A truly unique environment
A crescent shape can be made out from the sky corresponding to the side of the Aa Valley and the plateau that rises above it from Helfaut to Racquinghem. This curve, ten kilometres long and one to two kilometres wide, separates the Lys Valley and the Aa Valley that it overhangs. The composition of the soil (chalky at the base of the plateau and acid at the highest point), the relief, and the presence of underground water are very diverse and complex in this relatively small area. All of these factors have created varied and quite remarkable vegetation featuring woods, grassland, and heathland. There are no other examples of this type of natural environment north of Paris.
The heathland plateau was awarded the status of Zone Naturelle d’Intérêt Écologique, Faunistique et Floristique [Natural Area of Importance for Ecology, Fauna and Flora] (ZNIEFF) in the eighties and a “Réserve Naturelle volontaire” (Voluntary Nature Reserve) then Regional Nature Reserve in 2009. 500 species of plants and 450 different types of mushrooms can be found on this plateau. Ponds and man-made lakes are home to specific aquatic vegetation such as pondweed.

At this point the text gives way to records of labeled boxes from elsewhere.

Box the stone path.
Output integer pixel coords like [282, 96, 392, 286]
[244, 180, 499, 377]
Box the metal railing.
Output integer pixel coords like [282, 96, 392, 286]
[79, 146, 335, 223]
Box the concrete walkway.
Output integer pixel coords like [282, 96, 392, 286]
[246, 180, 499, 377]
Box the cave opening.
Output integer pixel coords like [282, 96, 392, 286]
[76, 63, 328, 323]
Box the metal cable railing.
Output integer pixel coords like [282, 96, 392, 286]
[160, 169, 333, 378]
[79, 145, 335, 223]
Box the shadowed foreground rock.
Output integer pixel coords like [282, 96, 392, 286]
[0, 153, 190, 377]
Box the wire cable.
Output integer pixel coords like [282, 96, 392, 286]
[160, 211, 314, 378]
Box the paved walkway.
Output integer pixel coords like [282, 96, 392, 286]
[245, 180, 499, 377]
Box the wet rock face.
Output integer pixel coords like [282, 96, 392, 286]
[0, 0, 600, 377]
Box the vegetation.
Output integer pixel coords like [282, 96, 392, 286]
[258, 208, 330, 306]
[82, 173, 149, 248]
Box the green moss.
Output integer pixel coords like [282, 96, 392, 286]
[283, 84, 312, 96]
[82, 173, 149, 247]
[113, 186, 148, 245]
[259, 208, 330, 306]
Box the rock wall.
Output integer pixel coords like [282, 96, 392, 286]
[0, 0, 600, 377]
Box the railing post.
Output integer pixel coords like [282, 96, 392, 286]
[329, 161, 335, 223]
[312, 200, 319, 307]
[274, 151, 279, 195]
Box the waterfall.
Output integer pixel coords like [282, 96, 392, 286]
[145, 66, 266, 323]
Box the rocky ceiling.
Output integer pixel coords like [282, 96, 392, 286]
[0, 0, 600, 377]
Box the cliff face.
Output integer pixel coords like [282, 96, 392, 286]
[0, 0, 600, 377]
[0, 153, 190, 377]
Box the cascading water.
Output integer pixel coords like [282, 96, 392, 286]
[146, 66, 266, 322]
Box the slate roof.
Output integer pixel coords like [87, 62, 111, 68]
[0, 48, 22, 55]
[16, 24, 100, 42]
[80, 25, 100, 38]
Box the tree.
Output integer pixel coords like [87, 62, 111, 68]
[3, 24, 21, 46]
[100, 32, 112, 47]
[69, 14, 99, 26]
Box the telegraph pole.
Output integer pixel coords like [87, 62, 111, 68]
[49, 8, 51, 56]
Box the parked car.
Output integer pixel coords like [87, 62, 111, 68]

This whole environmental mosaic combined with the presence of bunkers forms a choice habitat for rare or threatened species. Various types of bats have settled here including the pond bat (considered to be the rarest type of bat in France), a hundred species of birds thirty of which 30 are threatened such as common linnet, 13 species of amphibians and reptiles including the European tree frog and the northern crested newt as well as almost 500 species of insects including five rare types of butterfly and three types of dragonfly threatened.
From west to east, the heathland provides a variety of landscapes. In Helfaut and Wizerne, on the two facets of the Regional Nature Reserve can be easily made out. Chalk dominates at the base of the plateau with plants associated with it such as the fragrant orchid. “La coupole” can be found underneath this chalk. The presence of this blockhouse led to very heavy bombing which in turn created ponds and depressions on this site. In Blendecques, since the end of pastoralism (moving herds to new pastures), the plateau has gradually been covered with birches again. There is very little heather moorland remaining, lost between the ponds and trees. The work and management undertaken by Eden 62 is helping restore this heathland and rediscover these landscapes and flora once a major feature of this area. A little further east, in the Heuringhem area, in a locality called “le bibrou”, grassy meadows stretch out endlessly punctuated only by common gorse. This plant whose flowers give off the scent of coconut every spring quickly regained control of this meadow as soon as horses and cows – here most of the year – have moved on. The largest wooded area is situated in Racquinghem and Wardrecques. However, some clearings are home to the petty whin, a discrete thorny plant protected in our region.
A strategic headland
The strategic position of the “plateau des Landes de Blendecques “in Heuringhem, viewpoint of the River Aa and the Audomarois area has resulted in this being, for many centuries, a key strategic site for the different generations of the French army who set up camp there and undertake military exercises. “La Colonne du Duc d'Orléans” (The Duke of Orleans Column) bears witness to this period when several thousand soldiers were stationed in this location. If you take your time to hunt down the best position the views of the Aa Valley et Saint-Omer are breathtaking. With regard to fragile natural environments, the whole “plateau des lands” nature reserve is managed and enhanced by the Department through Eden62, a body run by the General Council and local Municipalities.